Language of document : ECLI:EU:T:2007:287

Gevoegde zaken T‑125/03 en T‑253/03

Akzo Nobel Chemicals Ltd en Akcros Chemicals Ltd

tegen

Commissie van de Europese Gemeenschappen

„Mededinging – Administratieve procedure – Verificatiebevoegdheden van Commissie – Tijdens verificatie in beslag genomen documenten – Bescherming van vertrouwelijkheid van communicatie tussen advocaten en cliënten – Ontvankelijkheid”

Samenvatting van het arrest

1.      Beroep tot nietigverklaring – Handelingen waartegen beroep kan worden ingesteld – Handelingen die bindende rechtsgevolgen sorteren – Handelingen die rechtspositie van verzoeker wijzigen

(Art. 230, vierde alinea, EG)

2.      Mededinging – Administratieve procedure – Verificatiebevoegdheden van Commissie – Weigering van onderneming om correspondentie met advocaat over te leggen wegens vertrouwelijkheid daarvan – Bevoegdheden van Commissie

(Verordening nr. 17 van de Raad, art. 14)

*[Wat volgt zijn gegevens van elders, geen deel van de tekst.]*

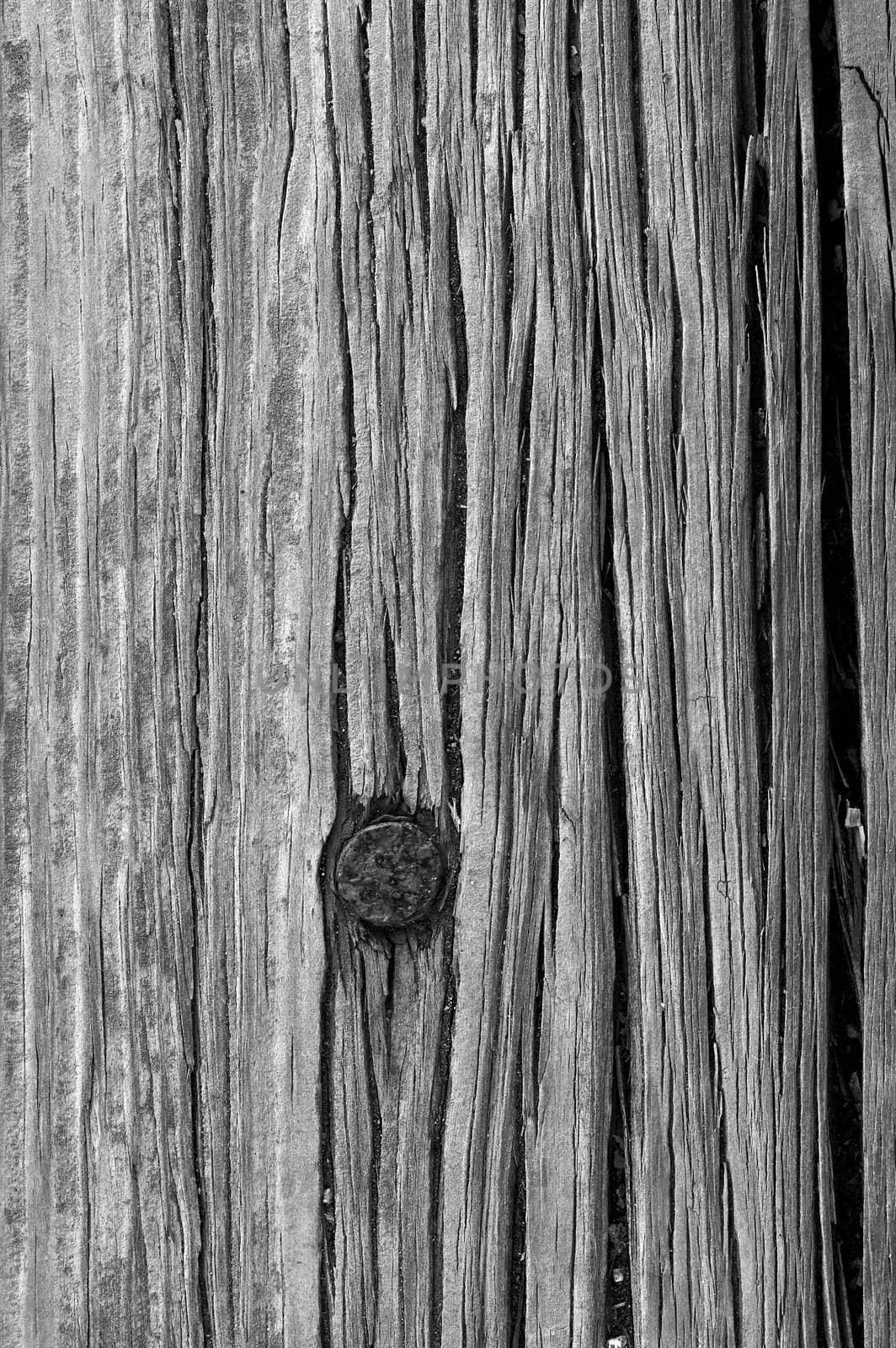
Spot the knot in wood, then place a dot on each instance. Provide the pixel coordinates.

3.      Mededinging – Administratieve procedure – Verificatiebevoegdheden van Commissie – Bevoegdheid om overlegging van correspondentie tussen advocaat en cliënt te vorderen – Grenzen – Bescherming van vertrouwelijkheid van dergelijke communicatie – Doelstellingen

(Verordening nr. 17 van de Raad, art. 14)

4.      Mededinging – Administratieve procedure – Verificatiebevoegdheden van Commissie – Bevoegdheid om overlegging van correspondentie tussen advocaat en cliënt te vorderen – Grenzen – Bescherming van vertrouwelijkheid van dergelijke communicatie – Omvang

(Verordening nr. 17 van de Raad, art. 14)

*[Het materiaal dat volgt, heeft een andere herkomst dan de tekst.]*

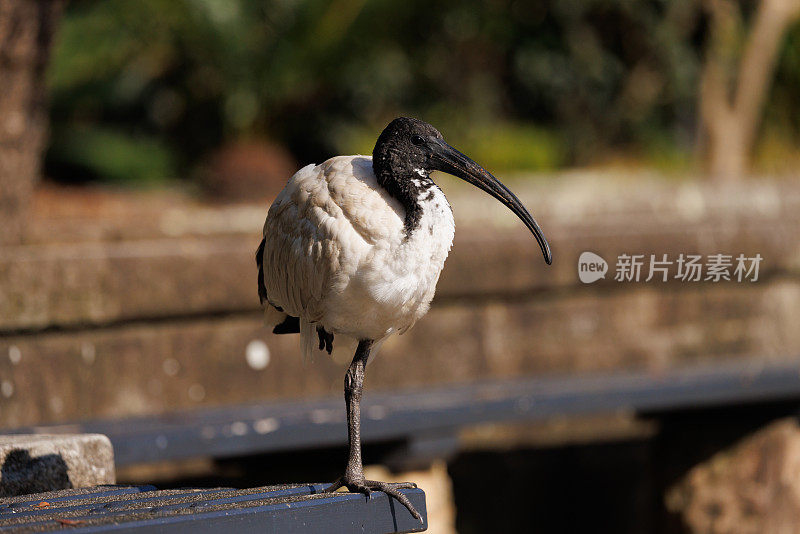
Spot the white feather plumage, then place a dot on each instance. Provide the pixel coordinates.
(337, 255)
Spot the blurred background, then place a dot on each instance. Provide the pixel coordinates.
(142, 141)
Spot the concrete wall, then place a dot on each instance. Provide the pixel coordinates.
(145, 308)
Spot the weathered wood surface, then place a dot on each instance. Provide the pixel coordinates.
(105, 317)
(26, 29)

5.      Mededinging – Administratieve procedure – Verificatiebevoegdheden van Commissie – Bevoegdheid om overlegging van correspondentie tussen advocaat en cliënt te vorderen – Grenzen – Bescherming van vertrouwelijkheid van dergelijke communicatie – Omvang

(Verordening nr. 17 van de Raad, art. 14)

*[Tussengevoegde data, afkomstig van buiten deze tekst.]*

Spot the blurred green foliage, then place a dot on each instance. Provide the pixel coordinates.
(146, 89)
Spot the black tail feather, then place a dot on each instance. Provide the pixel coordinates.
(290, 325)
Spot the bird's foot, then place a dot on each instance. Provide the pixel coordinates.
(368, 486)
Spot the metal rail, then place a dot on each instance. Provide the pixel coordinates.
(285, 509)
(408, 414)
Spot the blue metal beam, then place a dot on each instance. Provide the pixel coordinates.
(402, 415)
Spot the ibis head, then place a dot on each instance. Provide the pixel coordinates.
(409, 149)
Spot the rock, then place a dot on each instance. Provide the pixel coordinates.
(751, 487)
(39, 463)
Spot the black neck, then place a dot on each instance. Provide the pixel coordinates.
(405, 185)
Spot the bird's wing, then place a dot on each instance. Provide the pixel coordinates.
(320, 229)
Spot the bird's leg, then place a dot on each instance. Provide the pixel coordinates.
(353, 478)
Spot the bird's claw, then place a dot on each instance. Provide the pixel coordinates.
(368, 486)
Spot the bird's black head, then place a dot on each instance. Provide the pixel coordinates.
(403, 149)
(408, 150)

6.      Mededinging – Administratieve procedure – Verificatiebevoegdheden van Commissie – Bevoegdheid om overlegging van correspondentie tussen advocaat en cliënt te vorderen – Grenzen – Bescherming van vertrouwelijkheid van dergelijke communicatie – Communautair concept van vertrouwelijkheid

(Verordening nr. 17 van de Raad, art. 14)

1.      Wanneer een onderneming zich beroept op de vertrouwelijkheid van de communicatie tussen advocaten en cliënten om zich te verzetten tegen de inbeslagneming van een document in het kader van een verificatie op basis van artikel 14 van verordening nr. 17, brengt de beschikking waarbij de Commissie dit verzoek afwijst rechtsgevolgen voor deze onderneming teweeg doordat haar rechtspositie aanmerkelijk wordt gewijzigd. Deze beschikking, waarvan de eventuele onwettigheid geen weerslag heeft op de wettigheid van de beschikking waarbij de verificatie wordt gelast in verband waarmee zij is vastgesteld, ontzegt haar immers de in het gemeenschapsrecht voorziene bescherming, heeft een definitief karakter en staat los van de eindbeschikking waarbij een inbreuk op de mededingingsregels wordt vastgesteld.

In dit verband zal de onderneming weliswaar beroep kunnen instellen tegen een eindbeschikking waarbij een inbreuk op de mededingingsregels wordt vastgesteld, doch dit volstaat niet om haar een passende bescherming van haar rechten te geven. In de eerste plaats is het mogelijk, dat de administratieve procedure niet eindigt met een beschikking waarbij een inbreuk wordt vastgesteld. In de tweede plaats, wanneer het wél tot een dergelijke beschikking komt, zal de onderneming met het beroep dat ertegen openstaat, hoe dan ook niet de onherstelbare gevolgen kunnen voorkomen van een onregelmatige kennisname van door vertrouwelijkheid beschermde documenten.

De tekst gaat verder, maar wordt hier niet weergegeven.